Upaya Menangani Perubahan Iklim
Dengan bergabungnya Riau, Indonesia kini memiliki beberapa provinsi—termasuk Jambi dan Kalimantan Timur—yang menerapkan pendekatan yurisdiksional untuk menangani perubahan iklim melalui pengelolaan lahan yang berkelanjutan. Namun, Riau menjadi yang pertama dengan fokus restorasi lahan gambut dan penyelarasan penuh dengan standar pasar karbon internasional.
Wakil Duta Besar Inggris untuk Indonesia dan Timor Leste, Matthew Downing, menyampaikan dukungannya terhadap program ini. "Inggris bangga bermitra dengan Indonesia dalam proyek penting ini untuk memperkenalkan sistem inisiatif karbon hutan berintegritas tinggi dan menciptakan pasar kredit karbon yang dinamis," ujarnya.
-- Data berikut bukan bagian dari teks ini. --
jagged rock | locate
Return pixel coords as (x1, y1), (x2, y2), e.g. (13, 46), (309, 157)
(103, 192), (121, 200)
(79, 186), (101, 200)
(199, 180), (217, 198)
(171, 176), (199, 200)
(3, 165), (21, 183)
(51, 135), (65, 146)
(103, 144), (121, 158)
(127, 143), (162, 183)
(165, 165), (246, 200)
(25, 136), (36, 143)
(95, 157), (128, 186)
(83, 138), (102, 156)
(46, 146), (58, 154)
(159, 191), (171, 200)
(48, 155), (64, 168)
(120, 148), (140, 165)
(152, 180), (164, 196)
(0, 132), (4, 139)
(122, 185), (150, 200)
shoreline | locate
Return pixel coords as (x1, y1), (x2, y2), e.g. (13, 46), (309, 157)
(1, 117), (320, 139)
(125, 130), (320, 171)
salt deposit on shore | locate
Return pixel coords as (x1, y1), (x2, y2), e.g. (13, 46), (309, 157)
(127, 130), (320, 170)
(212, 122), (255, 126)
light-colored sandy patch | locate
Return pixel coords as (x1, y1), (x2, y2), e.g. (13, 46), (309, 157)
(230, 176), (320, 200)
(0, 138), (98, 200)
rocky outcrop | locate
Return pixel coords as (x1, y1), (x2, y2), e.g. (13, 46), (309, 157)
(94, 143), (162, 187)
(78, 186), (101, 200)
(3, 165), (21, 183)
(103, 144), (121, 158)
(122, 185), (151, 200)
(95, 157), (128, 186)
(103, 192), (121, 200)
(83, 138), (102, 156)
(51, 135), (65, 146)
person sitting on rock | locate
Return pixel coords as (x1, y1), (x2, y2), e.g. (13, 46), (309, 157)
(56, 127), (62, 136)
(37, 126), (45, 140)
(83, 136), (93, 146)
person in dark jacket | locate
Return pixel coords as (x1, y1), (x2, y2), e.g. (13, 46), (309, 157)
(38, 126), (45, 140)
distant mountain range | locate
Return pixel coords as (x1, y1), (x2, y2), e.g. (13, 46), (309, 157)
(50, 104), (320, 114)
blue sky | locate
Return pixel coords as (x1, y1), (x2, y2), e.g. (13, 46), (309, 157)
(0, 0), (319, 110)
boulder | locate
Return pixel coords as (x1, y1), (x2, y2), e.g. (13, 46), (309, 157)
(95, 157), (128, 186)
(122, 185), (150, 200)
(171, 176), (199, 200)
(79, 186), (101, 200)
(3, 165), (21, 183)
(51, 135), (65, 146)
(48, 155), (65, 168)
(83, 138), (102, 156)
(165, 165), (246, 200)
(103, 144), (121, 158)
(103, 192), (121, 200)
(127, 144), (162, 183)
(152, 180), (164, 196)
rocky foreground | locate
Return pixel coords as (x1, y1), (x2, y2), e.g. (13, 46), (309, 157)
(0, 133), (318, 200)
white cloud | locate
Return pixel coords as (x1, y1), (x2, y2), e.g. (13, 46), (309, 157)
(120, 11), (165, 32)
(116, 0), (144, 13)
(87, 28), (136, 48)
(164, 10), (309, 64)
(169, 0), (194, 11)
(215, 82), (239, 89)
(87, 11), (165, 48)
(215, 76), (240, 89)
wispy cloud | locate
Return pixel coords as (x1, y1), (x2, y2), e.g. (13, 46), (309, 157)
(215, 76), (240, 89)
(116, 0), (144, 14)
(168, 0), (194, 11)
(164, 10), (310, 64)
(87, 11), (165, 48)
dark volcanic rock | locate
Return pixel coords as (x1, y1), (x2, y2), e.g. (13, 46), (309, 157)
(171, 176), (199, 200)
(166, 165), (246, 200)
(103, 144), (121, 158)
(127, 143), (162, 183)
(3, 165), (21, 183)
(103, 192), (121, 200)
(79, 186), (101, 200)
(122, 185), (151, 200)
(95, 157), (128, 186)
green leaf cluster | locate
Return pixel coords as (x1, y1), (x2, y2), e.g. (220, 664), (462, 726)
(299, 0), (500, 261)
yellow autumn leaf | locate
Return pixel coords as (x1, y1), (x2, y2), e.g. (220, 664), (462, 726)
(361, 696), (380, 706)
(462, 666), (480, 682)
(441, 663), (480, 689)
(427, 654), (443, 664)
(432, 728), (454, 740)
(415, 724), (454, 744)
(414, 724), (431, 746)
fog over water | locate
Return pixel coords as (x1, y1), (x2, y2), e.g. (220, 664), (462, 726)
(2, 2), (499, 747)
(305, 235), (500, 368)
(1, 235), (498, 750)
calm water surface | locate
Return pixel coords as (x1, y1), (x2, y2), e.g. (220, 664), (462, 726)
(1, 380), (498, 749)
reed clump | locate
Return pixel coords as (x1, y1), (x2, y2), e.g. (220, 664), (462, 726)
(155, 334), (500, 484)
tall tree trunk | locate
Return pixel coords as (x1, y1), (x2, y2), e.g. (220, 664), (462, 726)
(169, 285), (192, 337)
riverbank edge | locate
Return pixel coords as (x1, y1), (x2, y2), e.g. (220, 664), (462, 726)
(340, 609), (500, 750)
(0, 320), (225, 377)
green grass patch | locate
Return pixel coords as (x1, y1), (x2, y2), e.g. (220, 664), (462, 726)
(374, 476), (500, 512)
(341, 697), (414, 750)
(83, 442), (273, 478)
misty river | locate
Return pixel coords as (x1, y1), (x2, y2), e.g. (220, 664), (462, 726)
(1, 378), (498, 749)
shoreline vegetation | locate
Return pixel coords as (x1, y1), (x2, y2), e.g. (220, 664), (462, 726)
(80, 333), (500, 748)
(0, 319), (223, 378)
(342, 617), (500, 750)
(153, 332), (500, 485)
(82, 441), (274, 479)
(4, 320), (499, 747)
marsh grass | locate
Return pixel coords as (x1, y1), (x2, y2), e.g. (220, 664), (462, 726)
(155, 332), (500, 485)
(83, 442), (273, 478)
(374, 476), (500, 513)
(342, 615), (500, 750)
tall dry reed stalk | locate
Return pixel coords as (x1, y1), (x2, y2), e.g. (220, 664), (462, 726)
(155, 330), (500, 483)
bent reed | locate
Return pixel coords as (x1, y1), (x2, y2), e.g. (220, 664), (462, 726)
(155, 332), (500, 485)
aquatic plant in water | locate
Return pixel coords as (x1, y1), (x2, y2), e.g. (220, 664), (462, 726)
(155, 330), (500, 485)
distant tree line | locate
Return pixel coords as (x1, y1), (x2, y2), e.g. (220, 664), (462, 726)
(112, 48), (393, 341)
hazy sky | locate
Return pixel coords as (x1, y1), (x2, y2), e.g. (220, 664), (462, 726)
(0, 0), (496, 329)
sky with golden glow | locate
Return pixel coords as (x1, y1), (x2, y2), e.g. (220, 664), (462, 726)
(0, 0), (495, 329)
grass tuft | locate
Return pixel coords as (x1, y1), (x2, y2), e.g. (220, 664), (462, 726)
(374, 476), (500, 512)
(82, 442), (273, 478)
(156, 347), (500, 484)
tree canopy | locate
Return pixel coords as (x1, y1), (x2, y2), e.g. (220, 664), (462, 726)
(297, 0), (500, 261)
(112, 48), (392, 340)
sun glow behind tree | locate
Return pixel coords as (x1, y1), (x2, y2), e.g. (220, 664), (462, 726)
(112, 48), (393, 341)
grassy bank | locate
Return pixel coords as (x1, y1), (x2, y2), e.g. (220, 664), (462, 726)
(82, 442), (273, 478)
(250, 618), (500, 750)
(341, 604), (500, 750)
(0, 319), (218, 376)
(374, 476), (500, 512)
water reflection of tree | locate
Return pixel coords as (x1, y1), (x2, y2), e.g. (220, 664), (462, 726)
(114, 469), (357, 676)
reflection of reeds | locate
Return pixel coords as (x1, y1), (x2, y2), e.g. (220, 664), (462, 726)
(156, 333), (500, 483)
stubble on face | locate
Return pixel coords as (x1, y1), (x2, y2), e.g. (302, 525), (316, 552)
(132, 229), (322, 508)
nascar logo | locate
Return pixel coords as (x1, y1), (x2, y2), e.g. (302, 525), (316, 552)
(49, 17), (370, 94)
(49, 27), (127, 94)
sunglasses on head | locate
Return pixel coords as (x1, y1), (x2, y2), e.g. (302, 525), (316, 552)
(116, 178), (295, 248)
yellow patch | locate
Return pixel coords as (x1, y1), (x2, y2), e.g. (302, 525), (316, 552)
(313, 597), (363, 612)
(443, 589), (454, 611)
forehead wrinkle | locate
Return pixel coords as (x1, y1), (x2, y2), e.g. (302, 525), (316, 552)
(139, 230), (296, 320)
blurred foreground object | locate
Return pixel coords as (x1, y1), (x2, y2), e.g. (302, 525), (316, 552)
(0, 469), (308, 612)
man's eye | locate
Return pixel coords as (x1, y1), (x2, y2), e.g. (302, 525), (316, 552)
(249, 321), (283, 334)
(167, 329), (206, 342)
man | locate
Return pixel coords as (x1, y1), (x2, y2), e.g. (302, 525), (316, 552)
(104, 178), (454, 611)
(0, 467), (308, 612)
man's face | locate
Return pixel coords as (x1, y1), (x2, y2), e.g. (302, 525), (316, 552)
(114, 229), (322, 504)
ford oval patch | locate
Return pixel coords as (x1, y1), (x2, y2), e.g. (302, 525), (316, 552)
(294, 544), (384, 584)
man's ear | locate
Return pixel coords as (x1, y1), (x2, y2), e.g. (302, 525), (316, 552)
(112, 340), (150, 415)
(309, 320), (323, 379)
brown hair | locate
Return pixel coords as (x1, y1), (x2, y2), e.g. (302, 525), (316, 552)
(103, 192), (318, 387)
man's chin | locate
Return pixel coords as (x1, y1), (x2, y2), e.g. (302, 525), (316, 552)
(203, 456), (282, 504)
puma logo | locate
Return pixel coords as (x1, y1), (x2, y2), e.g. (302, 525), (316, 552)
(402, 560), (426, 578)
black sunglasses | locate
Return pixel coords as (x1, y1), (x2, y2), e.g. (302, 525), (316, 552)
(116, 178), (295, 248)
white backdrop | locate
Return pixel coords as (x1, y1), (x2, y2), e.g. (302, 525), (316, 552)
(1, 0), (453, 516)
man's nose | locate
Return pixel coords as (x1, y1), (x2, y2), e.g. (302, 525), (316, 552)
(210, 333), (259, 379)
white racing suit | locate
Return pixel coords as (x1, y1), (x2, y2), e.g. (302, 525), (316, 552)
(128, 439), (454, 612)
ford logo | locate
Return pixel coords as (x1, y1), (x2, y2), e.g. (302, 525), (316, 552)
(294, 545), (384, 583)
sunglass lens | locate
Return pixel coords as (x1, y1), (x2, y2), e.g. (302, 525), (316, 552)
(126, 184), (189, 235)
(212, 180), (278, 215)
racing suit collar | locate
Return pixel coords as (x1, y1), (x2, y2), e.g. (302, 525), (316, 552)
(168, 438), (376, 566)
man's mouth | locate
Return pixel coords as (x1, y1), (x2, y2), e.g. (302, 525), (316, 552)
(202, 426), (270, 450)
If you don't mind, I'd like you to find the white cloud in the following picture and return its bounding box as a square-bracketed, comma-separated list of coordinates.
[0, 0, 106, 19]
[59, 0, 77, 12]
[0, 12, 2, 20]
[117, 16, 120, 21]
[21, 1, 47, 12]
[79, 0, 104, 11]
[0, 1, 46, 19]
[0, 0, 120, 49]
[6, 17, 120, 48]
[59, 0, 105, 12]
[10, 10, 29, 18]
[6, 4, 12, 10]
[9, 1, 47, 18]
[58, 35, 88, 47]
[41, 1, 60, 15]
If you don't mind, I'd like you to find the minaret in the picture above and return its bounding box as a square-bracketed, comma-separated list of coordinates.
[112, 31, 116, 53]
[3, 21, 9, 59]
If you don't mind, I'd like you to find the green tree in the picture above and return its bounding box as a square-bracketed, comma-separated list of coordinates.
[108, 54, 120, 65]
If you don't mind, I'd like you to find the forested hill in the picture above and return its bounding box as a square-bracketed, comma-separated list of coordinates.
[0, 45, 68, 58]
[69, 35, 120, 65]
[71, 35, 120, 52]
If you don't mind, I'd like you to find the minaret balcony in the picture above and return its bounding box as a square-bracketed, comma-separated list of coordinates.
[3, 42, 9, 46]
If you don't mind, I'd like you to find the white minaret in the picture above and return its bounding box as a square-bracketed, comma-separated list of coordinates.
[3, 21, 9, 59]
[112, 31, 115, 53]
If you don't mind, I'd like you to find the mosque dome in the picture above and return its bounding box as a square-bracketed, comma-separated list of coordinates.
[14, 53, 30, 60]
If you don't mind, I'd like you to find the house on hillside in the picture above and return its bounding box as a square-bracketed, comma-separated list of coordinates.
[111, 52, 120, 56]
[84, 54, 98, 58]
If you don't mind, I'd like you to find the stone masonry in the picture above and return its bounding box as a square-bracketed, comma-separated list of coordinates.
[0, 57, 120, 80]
Downing juga menambahkan, proyek ini menandai kemajuan dalam kemitraan strategis Inggris-Indonesia yang lebih dalam, sebagaimana disepakati oleh Presiden Prabowo Subianto dan Perdana Menteri Sir Keir Starmer saat bertemu tahun lalu di Inggris. "Kami berharap kerja sama ini dapat memperkuat hubungan bilateral sekaligus menciptakan pertumbuhan ekonomi dan planet yang lebih layak huni bagi masyarakat kita," tutupnya.